What this strategy fails to consider is that in the software business, the total cost of engineering of a product is relatively cheap. For the cost of a developer for 1 year, you can build something that theoretically generates millions in revenue. So wasting 3 weeks of developer cost (re-engineering later on) in that case is negligible. However, in almost all cases, elapsed time is incredibly expensive. You’re ALWAYS racing against the clock to get that product (or feature) out the door. You’re racing your competition, you’re racing against your business plan, you’re racing against cash flow and you’re racing to keep up with customer requests. Anything you can do to get that feature or product out the door faster, serves to accelerate and increase revenue (for the period).
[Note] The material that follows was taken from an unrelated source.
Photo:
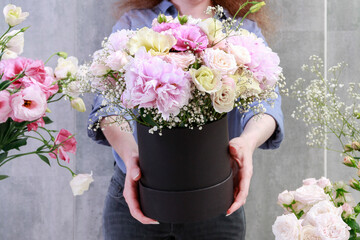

I read this great quote. I’m afraid I can’t remember who said it:
“Startups don’t die because they couldn’t scale – they die because they didn’t have enough customers”
Brilliant. It’s easy to forget that if you focus on getting the right product/feature into customers’ hands FAST, they’ll give you lots of money that you can then use to solve the scaling and performance problems later. They’ll give you so much money that pulling out old temporary architectures and replacing them with new high performance ones will be a pleasure. But, if you give them something they don’t like, or deliver too late (after they’ve moved on to something else), even if it scales ridiculously well and includes a whole bunch of groundwork for future features, then… NO MONEY FOR YOU!
This is increasingly true as we all become more agile and responsive to our markets – stopping on a dime and heading off in another direction. Whatever we think we know today, about what features are on our roadmap, we’ll only ever know MORE tomorrow, not less. So… it stands to reason that if we can make less architectural decisions in advance, we save them for a day when we know more – and have more money. Since knowledge, experience and cash are presumably only ever increasing, not the other way around.
The primary challenge for a startup is achieving product/market fit. This is done by engaging with your customers, pumping out features that match their requests, trial and error and ‘finding your way’ as you go. This is a bad time to be committing to long term technology investments. Otherwise you’ll likely die before you ever get to benefit from them. Performance optimization, engineering time optimization, long term product road maps – these are the challenges of a larger company with an established revenue stream, who’s biggest worry is squeezing margins. Solve those problems then. Until then, just get your work into your customers’ hands ASAP and prove that they’ll actually buy it first. Even if you have to rip it out and re-do some of it later. At least you’ll have a customer base paying you to do it.